By Jack Phillips
Contributing Writer
Former Attorney General William Barr said he believes deposed Venezuelan leader Nicolás Maduro will be convicted and will receive a sentence comparable to the one handed down to former Panamanian dictator Manuel Noriega.
Barr was an assistant attorney general when the U.S. military invaded Panama and captured Noriega, and was involved in the case against him when he was attorney general under the first Bush administration.
When he was attorney general during the first Trump administration, Barr also oversaw Maduro’s indictment in 2020 and at the time accused the Venezuelan leader of conspiring with Marxist Colombian terrorist groups to traffic drugs.
Barr told “Fox News Sunday” in an interview that he has “a high degree of confidence” that Maduro will “ultimately be convicted,” noting that the legal arguments that have been raised were also brought up during the prosecution of Noriega decades earlier.
Noriega faced U.S. federal charges for drug trafficking, money laundering and racketeering, which led to his capture by U.S. forces in January 1990. He was later convicted and sentenced to 40 years in prison, of which he served 17 years. After a legal battle in France in which he was ultimately sent back to Panama, Noriega died of a brain tumor in 2017.
Barr told Fox News that “when a group of foreigners are engaged in an activity that’s directed against the United States, that can both be” an issue that subjects them to the jurisdiction of U.S. courts and “a national security threat.”
He added that the point of the operation was to arrest not only Maduro but also a number of his top officials, which would require the U.S. government “to play a role” in the future of the country.
“Throughout our history, it’s become necessary sometimes in carrying out law enforcement or suppressing banditry … to change a regime,” Barr said, mentioning U.S. operations against pirates during the Barbary Wars in the early 19th century.
Federal prosecutors charged Maduro, who was captured by U.S. forces in a weekend operation in Caracas, with federal drug trafficking and other counts.

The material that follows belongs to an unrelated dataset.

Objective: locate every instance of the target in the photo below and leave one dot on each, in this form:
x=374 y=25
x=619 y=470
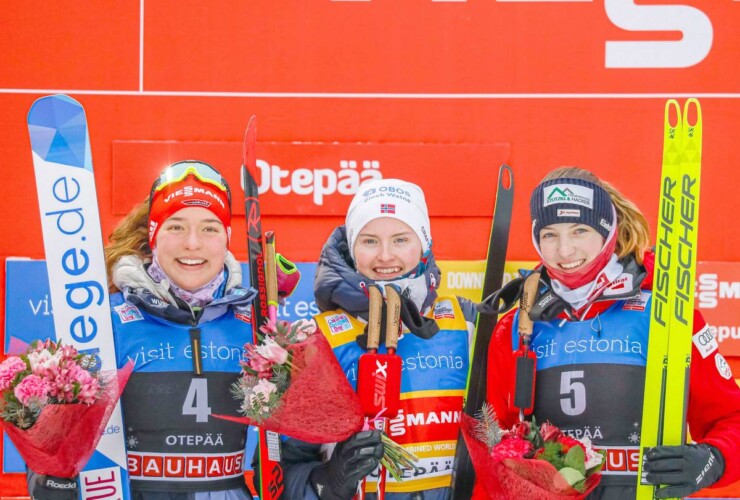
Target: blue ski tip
x=58 y=130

He pleaded not guilty in a New York City courthouse on Monday during his first court appearance.
“I was captured,” Maduro said in Spanish, as translated by a courtroom interpreter, before being cut off by the judge. When asked later for his plea to the charges, he stated: “I am innocent. I am not guilty. I am a decent man, the constitutional president of my country.”
Maduro is accused by federal officials of overseeing a cocaine-trafficking network with international drug cartels and faces four criminal counts: narco-terrorism, cocaine importation conspiracy, possession of machine guns and destructive devices, and conspiracy to possess those items.
The Venezuelan leader has long denied the allegations, saying they were a mask to capture Venezuela’s rich oil reserves.
After the operation, the country’s vice president, Delcy Rodriguez, was sworn in as Venezuela’s interim president with words of support for Maduro but no indication she would fight the U.S. move. She released a statement on Monday suggesting her government wants to cooperate with the Trump administration.
The Associated Press contributed to this report.